Spinal blocks and epidurals, both regional anesthesia, are the most commonly performed types of c-section anesthesia. Both involve placing the anesthetic into the lower back, near or against the spinal cord, and both successfully numb the body from the lower chest through the feet. They both also enable the patient to stay conscious for the duration of the birth, allowing her to bond with the baby.
Spinal blocks are more easily performed than epidurals, as they involve a needle injection of the anesthesia into the lower back. The anesthesia diffuses, reaching the spinal cord and quickly acting to numb the lower half of the body. Due to the simple nature of their procedure, spinal blocks begin acting sooner than epidurals for pain relief or numbness.

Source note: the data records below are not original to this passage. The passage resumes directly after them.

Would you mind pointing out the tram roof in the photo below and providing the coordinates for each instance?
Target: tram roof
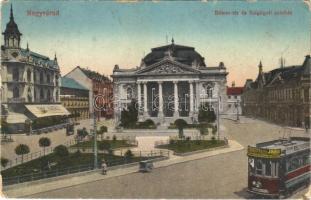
(287, 145)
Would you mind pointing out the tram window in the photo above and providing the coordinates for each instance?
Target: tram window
(258, 165)
(267, 167)
(275, 169)
(293, 164)
(251, 164)
(306, 160)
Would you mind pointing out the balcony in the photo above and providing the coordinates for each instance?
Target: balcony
(15, 81)
(16, 100)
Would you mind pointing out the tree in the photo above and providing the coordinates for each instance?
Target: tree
(22, 149)
(105, 145)
(61, 151)
(4, 162)
(203, 130)
(180, 124)
(82, 133)
(101, 131)
(44, 142)
(128, 155)
(4, 126)
(129, 117)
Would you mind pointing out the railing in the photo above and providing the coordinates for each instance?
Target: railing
(17, 100)
(142, 155)
(198, 137)
(35, 155)
(50, 128)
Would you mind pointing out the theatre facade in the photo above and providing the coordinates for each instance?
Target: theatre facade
(172, 82)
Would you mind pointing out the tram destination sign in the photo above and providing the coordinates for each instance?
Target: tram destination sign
(263, 153)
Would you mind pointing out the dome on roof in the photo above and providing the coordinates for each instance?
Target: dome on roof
(183, 54)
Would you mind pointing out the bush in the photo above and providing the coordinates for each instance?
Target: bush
(21, 150)
(146, 124)
(61, 151)
(180, 124)
(128, 155)
(214, 141)
(4, 162)
(82, 133)
(105, 145)
(44, 142)
(171, 142)
(77, 153)
(206, 114)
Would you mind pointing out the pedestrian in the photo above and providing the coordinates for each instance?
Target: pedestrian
(104, 167)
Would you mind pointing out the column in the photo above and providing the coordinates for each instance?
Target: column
(176, 112)
(139, 96)
(191, 98)
(160, 100)
(145, 99)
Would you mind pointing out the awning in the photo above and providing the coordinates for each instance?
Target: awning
(15, 118)
(47, 110)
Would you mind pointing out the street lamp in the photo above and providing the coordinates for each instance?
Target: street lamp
(95, 132)
(236, 104)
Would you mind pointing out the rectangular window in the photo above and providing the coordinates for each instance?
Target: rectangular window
(258, 167)
(267, 164)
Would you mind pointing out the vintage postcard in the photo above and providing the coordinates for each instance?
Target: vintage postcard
(155, 99)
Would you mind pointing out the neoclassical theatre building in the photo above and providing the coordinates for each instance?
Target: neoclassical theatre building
(171, 82)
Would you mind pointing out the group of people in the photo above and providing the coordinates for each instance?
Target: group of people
(104, 167)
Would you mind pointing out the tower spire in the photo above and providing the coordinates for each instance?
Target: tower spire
(260, 67)
(11, 13)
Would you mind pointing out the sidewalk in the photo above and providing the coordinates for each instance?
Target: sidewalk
(27, 189)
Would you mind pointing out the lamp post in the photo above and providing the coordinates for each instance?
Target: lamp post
(95, 132)
(236, 104)
(218, 127)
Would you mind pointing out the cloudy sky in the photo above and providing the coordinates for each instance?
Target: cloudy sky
(100, 34)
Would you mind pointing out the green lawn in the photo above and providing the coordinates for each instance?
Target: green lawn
(73, 160)
(114, 144)
(184, 146)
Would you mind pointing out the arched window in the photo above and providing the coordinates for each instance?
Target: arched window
(34, 77)
(35, 94)
(15, 74)
(129, 93)
(28, 75)
(29, 95)
(48, 79)
(48, 95)
(56, 80)
(41, 77)
(41, 94)
(209, 92)
(56, 95)
(15, 92)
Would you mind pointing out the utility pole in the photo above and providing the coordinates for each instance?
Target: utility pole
(218, 127)
(237, 110)
(95, 133)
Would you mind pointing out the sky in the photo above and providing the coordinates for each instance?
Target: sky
(101, 34)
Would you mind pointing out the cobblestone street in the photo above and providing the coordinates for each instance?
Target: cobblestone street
(221, 176)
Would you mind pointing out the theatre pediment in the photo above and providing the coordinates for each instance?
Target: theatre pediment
(168, 67)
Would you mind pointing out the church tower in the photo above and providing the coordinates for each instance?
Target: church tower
(12, 36)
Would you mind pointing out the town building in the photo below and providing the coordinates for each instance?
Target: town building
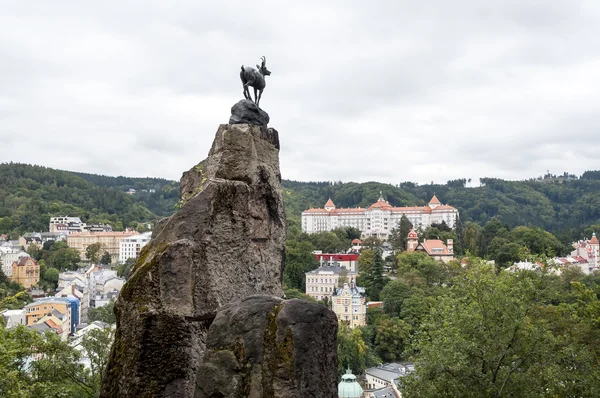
(349, 304)
(434, 248)
(59, 314)
(110, 241)
(378, 219)
(79, 292)
(130, 247)
(386, 375)
(8, 255)
(70, 225)
(26, 272)
(348, 261)
(322, 282)
(588, 249)
(349, 387)
(13, 318)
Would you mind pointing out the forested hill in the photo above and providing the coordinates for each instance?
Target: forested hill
(565, 205)
(29, 195)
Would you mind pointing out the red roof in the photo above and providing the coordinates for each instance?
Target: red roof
(433, 246)
(23, 261)
(337, 257)
(435, 201)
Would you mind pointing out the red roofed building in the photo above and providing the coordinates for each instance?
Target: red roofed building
(348, 261)
(378, 219)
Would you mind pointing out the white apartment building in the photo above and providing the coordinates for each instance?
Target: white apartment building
(9, 255)
(130, 247)
(378, 219)
(349, 304)
(321, 283)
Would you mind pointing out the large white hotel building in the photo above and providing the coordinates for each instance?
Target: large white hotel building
(378, 219)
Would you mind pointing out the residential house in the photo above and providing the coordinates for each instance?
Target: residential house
(434, 248)
(322, 282)
(348, 261)
(130, 247)
(26, 272)
(386, 375)
(349, 304)
(349, 387)
(12, 318)
(67, 311)
(8, 255)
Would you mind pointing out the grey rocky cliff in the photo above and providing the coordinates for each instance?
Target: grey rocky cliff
(225, 243)
(246, 111)
(263, 346)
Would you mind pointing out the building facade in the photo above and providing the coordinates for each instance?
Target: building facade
(26, 272)
(8, 255)
(321, 283)
(349, 304)
(130, 247)
(110, 241)
(348, 261)
(378, 219)
(386, 375)
(434, 248)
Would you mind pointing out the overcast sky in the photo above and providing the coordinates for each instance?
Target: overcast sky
(388, 91)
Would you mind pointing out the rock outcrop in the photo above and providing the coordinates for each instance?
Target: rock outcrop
(263, 346)
(225, 242)
(246, 111)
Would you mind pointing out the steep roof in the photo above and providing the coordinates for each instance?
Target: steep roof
(434, 247)
(435, 201)
(23, 261)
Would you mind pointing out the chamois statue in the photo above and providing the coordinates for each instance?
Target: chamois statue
(255, 78)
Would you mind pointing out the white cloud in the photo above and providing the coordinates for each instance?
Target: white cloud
(391, 91)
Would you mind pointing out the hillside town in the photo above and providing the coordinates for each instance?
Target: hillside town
(334, 282)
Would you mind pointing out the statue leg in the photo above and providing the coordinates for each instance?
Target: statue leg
(259, 95)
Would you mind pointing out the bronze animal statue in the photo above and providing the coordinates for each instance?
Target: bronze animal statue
(254, 78)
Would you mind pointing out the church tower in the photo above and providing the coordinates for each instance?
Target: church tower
(412, 241)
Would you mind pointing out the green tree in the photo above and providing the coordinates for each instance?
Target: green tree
(391, 335)
(96, 344)
(92, 252)
(64, 258)
(484, 339)
(123, 270)
(353, 351)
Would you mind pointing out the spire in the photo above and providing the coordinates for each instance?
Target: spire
(434, 200)
(329, 205)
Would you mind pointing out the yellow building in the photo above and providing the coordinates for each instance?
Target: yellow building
(110, 242)
(26, 272)
(50, 313)
(349, 305)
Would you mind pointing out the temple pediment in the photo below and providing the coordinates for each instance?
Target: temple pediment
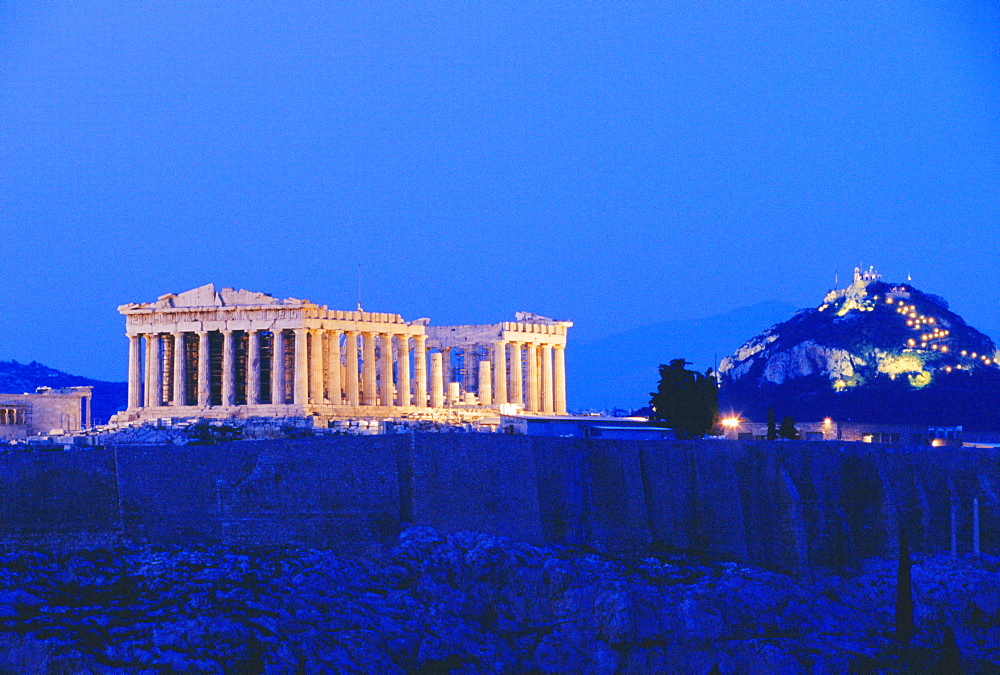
(208, 296)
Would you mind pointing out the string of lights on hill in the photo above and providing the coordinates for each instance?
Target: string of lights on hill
(931, 348)
(872, 350)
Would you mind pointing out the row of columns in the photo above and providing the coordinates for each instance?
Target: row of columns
(316, 371)
(318, 362)
(545, 381)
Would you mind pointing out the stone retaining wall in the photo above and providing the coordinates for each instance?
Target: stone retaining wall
(779, 505)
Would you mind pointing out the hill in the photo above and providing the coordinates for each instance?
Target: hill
(19, 378)
(874, 352)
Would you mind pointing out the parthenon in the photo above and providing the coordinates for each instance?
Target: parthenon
(238, 353)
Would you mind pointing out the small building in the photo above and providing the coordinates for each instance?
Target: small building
(47, 410)
(864, 432)
(567, 426)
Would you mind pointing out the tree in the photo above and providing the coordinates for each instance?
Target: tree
(787, 429)
(685, 400)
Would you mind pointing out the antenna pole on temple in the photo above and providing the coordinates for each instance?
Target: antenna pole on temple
(359, 289)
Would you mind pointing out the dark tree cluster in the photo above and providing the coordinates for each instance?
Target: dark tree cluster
(685, 400)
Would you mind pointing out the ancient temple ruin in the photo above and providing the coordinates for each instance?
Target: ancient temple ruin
(237, 353)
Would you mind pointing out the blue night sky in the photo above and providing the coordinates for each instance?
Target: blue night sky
(614, 163)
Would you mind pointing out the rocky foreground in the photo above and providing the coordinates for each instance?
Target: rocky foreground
(474, 603)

An epidural procedure is slightly more complex than a spinal block because it involves inserting a plastic tube, called an epidural catheter, into the lower back. The anesthesia flows through the tube more gradually, allowing for more precision control. While an epidural usually takes longer to perform and start to act, its pain relieving effects extend for a much longer period of time. Spinal blocks are able to successfully numb the patient for the c-section procedure but they wear off soon and are ineffective against postoperative pain. As a result, epidurals are generally better for providing extended relief from pain after the c-section surgery has been completed.

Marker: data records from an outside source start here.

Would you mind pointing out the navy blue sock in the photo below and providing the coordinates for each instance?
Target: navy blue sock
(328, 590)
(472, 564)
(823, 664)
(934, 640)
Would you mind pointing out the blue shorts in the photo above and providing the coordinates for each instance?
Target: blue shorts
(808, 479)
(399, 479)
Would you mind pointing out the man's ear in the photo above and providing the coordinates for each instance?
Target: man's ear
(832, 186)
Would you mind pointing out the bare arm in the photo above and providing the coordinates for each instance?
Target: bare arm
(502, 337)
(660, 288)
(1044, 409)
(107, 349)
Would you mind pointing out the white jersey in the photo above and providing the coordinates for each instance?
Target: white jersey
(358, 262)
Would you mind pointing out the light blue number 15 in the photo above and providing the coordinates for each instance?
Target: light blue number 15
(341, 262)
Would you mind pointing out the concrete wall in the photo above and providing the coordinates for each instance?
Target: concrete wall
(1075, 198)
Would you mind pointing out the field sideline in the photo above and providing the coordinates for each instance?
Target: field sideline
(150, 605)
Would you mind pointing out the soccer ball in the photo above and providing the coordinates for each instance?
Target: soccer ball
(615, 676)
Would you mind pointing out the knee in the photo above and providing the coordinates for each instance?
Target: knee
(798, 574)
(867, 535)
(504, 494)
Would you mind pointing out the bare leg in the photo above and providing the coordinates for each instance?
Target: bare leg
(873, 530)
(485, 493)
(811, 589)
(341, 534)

General anesthesia is the other main type of c-section anesthesia, and it causes the patient to stay asleep during the c-section. It is most commonly the first choice of anesthesia for patients who have certain infections, neurological illnesses, or abnormal bleeding or clotting that could make regional anesthesia risky. One of the potential risks of general anesthesia is difficulty placing the breathing tube, or endotracheal tube, into the airway before the operation due to the effects that pregnancy has on the body. Despite this risk, general anesthesia is often the best c-section anesthesia for emergency situations.